ゲーム内の演奏音の録音風景 © NEXON Korea Corporation and NEXON Co., Ltd.

(2024年2月18日:掲載画像をPNGファイルからJPEGファイルに差し替えました。画質以外はおなじ内容です。

真ん中に黒いシャツのキャラがいて、その後方左右にいる2人が合奏をしています。真ん中のキャラの位置からは、すこし左の定位の音と、すこし右の定位の音とが聞こえています。

音の左右の定位にはカメラアングルも影響しますから、いつも同じアングルにする為に「自動視点」モードを用います。つねに位置とアングルを画像のように一定にすることで、演奏キャラの立ち位置だけが、定位を決める要素になります。演奏キャラが録音キャラの真後ろに寄るほど、定位は中央に寄ります。逆に、真横の位置で鳴らせば、定位が左右に振り切れます。浪漫農場内に適当な目印を設置しておき、演奏キャラの位置取りに利用します。(画像の雪だるまや木の杭や電灯などがそれです。いまはもうすこしわかりやすくて貧乏くさくない設置物がいろいろ登場していますけれど、いまさら差し替えるとカンが狂うので。)位置はきちんとメモしておきます。ただし、この程度の目印では定位を厳密にコントロールできるわけではなく、あくまでも、おおまかなものです。また、中央定位で鳴らす場合は、録音者自身で演奏するか、録音者からおよそ半径1歩以内の距離で密着して演奏します。

画像では合奏をしていますけれど、前述のように、ソロ演奏を録音することが大半です。

ソロ演奏をする代わりに、作曲スキル使用時の再生機能を使うときもあります。その再生機能で鳴る定位は、直前に鳴っていた演奏音の定位を受け継ぎます。

64bit改変後

2023年1月の64bitクライアントアップデートによって、上記のやりかたをいくつか変えなければならなくなりました。

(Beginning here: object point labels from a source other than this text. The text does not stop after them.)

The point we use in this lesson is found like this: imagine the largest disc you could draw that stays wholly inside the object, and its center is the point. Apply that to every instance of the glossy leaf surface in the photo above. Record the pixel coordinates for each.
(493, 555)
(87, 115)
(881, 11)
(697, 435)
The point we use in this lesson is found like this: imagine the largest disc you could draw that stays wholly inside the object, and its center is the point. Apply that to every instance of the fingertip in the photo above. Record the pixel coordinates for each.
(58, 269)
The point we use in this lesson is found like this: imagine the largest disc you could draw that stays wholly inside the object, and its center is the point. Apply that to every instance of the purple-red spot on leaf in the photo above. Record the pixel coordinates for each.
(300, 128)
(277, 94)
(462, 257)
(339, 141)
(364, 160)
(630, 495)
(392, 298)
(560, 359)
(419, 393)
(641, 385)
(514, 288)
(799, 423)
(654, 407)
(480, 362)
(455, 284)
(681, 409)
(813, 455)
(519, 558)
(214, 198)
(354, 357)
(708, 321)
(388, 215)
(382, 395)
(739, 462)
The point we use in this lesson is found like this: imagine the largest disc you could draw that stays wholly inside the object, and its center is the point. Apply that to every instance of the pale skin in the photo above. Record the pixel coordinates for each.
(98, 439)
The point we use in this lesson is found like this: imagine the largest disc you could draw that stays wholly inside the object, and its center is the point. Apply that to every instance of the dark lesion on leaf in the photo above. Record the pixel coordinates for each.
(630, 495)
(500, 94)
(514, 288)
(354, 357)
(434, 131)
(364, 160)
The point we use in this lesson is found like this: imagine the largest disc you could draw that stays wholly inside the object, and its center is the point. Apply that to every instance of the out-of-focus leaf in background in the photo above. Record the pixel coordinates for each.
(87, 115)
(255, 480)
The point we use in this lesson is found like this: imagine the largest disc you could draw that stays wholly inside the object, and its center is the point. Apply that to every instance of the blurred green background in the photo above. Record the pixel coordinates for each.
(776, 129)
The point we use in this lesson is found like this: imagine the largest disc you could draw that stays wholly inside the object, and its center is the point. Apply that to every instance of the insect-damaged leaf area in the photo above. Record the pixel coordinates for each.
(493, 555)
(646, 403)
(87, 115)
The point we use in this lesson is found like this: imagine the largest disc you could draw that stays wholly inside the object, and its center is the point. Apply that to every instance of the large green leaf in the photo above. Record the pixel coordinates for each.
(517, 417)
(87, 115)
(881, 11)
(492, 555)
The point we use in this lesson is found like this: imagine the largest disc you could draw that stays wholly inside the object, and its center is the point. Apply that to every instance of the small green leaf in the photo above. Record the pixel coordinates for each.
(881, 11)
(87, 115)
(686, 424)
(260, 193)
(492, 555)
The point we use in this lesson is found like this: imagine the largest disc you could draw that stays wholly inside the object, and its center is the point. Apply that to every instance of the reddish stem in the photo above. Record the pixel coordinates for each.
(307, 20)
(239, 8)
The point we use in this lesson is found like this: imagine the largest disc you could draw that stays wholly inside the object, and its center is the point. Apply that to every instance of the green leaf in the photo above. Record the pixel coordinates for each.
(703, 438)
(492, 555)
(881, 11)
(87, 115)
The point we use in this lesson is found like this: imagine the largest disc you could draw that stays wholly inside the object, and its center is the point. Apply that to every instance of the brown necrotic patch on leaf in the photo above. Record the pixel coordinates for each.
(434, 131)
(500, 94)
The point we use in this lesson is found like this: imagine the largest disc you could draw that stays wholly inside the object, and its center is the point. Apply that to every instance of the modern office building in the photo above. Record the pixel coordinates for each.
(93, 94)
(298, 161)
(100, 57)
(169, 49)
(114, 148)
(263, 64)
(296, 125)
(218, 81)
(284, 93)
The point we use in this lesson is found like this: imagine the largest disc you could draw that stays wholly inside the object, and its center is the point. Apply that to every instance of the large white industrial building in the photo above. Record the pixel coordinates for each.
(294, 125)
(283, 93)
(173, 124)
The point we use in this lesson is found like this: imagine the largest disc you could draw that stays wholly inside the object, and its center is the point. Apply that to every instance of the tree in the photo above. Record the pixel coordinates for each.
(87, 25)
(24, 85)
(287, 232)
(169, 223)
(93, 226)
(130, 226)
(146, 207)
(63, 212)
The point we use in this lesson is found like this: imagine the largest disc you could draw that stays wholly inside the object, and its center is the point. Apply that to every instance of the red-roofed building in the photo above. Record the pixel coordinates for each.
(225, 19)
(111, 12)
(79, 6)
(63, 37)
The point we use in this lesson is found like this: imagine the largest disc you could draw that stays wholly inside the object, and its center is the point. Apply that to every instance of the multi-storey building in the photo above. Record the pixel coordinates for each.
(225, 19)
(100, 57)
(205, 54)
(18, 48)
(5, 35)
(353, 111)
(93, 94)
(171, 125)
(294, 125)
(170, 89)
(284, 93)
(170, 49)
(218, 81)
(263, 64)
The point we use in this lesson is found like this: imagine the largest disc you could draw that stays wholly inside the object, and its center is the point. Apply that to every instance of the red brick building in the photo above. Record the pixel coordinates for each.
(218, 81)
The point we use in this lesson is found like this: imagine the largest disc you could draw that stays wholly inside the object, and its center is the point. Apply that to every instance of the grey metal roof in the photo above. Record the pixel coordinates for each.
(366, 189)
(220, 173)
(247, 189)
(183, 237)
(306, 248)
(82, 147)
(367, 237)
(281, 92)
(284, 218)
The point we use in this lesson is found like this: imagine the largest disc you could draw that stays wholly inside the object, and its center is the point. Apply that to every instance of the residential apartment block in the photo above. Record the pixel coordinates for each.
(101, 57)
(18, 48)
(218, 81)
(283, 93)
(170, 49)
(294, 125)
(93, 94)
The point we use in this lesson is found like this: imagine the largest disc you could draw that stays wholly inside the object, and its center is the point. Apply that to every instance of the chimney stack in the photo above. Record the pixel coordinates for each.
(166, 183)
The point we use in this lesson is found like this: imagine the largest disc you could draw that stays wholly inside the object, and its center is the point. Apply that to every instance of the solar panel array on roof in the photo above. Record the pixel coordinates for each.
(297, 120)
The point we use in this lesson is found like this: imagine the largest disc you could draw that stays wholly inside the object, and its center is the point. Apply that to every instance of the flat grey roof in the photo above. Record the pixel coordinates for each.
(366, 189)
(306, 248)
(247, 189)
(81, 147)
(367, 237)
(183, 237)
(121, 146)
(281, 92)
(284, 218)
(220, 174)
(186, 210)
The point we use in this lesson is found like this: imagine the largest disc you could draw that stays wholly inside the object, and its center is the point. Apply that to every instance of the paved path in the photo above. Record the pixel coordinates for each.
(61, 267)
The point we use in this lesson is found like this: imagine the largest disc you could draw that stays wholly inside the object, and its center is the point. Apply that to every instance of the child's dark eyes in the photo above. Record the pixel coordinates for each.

マビノギのアップデートによるMML演奏への影響のページに、64bit改変でどう変わったかについての詳細があります。

たとえば、前掲の「ゲーム内の演奏音の録音風景」のような立ち位置では、すべて中央定位になってしまいます。ある程度離れた距離でないと、左右に音が寄らないのです。演奏会などでも、合奏メンバーの左右の配置に気を遣う意味が薄れてしまいました。演奏音源をどうすべきか、いっそこれからはモノラルにしようか、ということも考えましたけれど、やはりステレオの音源を用意することにしました。

以前は、各パートをステレオで録音していましたけれど、それはもうやめてモノラルで取り扱うことにしました。ソロ演奏時と合奏時(ひとりパーティでの合奏含む)とで演奏結果が微妙に一致しないのは、自分以外だれも気にしないようなことなので、手間にならないようにソロ演奏(作曲スキルウィンドウでの再生なども含む)で録音することにしました。各パートでソロと合奏とが混在するのがいちばん不都合になるので、すべてソロ演奏で固定します(演奏パートナーと弾ける2人合奏曲のみ、いまのところ例外とします)。ミックス時に一部のトラックを左右に振ります。「Audacity」での手順でいうと、トラックを複製し、片方の音量を増幅、もう片方の音量を下げて、ふたつをステレオトラックとしてつなげます。ゲーム内での鳴りかたに準じて、両方あわせた音量(RMS値)がもとのモノラルと一致するような増幅値にします(「Audacity」のパンポットは片方が下がるだけなので、このような手順で代用)。聴き手と演奏者との位置関係を極端にしないと音が左右に大きく拡がらなくなっているので、それにあわせて演奏音源も、以前より左右の寄りかたをおとなしめに(中央寄りに)することが多くなりました。あと、左右の寄り具合がゲーム内でそのまま再現できるかどうかについては、もうこだわらないことにします。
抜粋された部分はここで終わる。